Domani pomeriggio l’evento alla Camera con i ministri Fitto e Urso e il saluto del presidente della Camera per ricordare il democristiano. Mannino: “Credeva nella rappresentanza popolare e nella capacità di dare voce al corpo sociale. Ha mantenuto ferma l’identità della Dc e, se avesse proseguito la sua carriera politica, la piega degli anni 80 per il partito sarebbe stata molto diversa”

Marcora e Donat-Cattin. Li nomina sempre assieme, Calogero Mannino, ex ministro democristiano, quasi fossero due storie inscindibili. Due esponenti di spicco della Democrazia cristiana che “ne difesero l’identità e l’alterità rispetto a tutti gli altri partiti”. Domani pomeriggio alla sala della Regina di Montecitorio, verrà ricordato l’ex ministro dell’Agricoltura “Albertino” Marcora. Il convegno s’intitola “L’eredità e l’attualità di Giovanni Marcora” e al tavolo dei relatori, dopo i saluti istituzionali del presidente della Camera, Lorenzo Fontana, prenderanno la parola il ministro agli Affari Europei Raffaele Fitto, il ministro del Made in Italy Adolfo Urso, la sindaca di Inveruno Sara Bettinelli e il deputato Bruno Tabacci. “Il fatto che si sia deciso di ricordare Marcora – dice Mannino – è molto positivo. Un chiaro segnale di attenzione, ma è anche un segno che denuncia la totale assenza di precedenti storici da esibire da parte di questo esecutivo”.

Perché unire la storia di Carlo Donat-Cattin e di Albertino Marcora?

Perché loro rappresentavano la società della Pianura Padana. Erano due uomini con storie personali diverse, ma con tanti tratti comuni. Due politici della concretezza, tant’è che la morte dell’uno e la messa fuori gioco dell’altro (per la tragica vicenda del figlio) sancirono l’impossibilità di proseguire nella loro attività straordinaria sul territorio padano. Senza Marcora gli imprenditori non hanno più trovato un leader di riferimento.

Che legame aveva con l’ex ministro?

Fu lui che disse a De Rita, nel 1982 (governo Fanfani), di assegnarmi quella che fu la sua delega. L’agricoltura, appunto. Sul letto di morte, mi chiamò e mi disse che avrei dovuto assumermi una grande responsabilità. Disse che avrei dovuto conquistarmi la fiducia e la stima dei padani. Fra l’altro, una volta insediato al ministero, rimisi in piedi tutta l’organizzazione che lui aveva messo a punto.
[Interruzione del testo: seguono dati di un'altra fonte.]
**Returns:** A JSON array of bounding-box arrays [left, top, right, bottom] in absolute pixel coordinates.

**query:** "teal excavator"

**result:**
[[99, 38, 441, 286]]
Andiamo all’evento. Qual è l’eredità di Marcora?

Mi pare che, con i personaggi che popolano la politica attuale, non ci sia nessuno della sua levatura. La statura politica sua e di Donat-Cattin era solida, unica. Credevano nella rappresentanza popolare e nella capacità di dare voce al corpo sociale. Hanno mantenuto ferma l’identità della Dc e, se avessero proseguito la loro carriera politica, la piega degli anni 80 per il partito sarebbe stata molto diversa. Non si sarebbero mai “confusi” con i comunisti.

Saltiamo all’ultimo episodio di cronaca che riguarda la sua Sicilia, e Palermo: la cattura del boss Matteo Messina Denaro. 

È una notizia molto positiva, chiaramente. Si chiude il capitolo Cosa Nostra, seppur tardivamente. Ma c’è una coincidenza provvidenziale in tutto questo. Nello stesso tempo in cui Palermo celebra le esequie di un apostolo della carità, Biagio Conte, viene consegnato alla Giustizia il superboss della Mafia. È un segno provvidenziale nella storia degli uomini e di Palermo, nella prospettiva della sua rinascita morale e civile.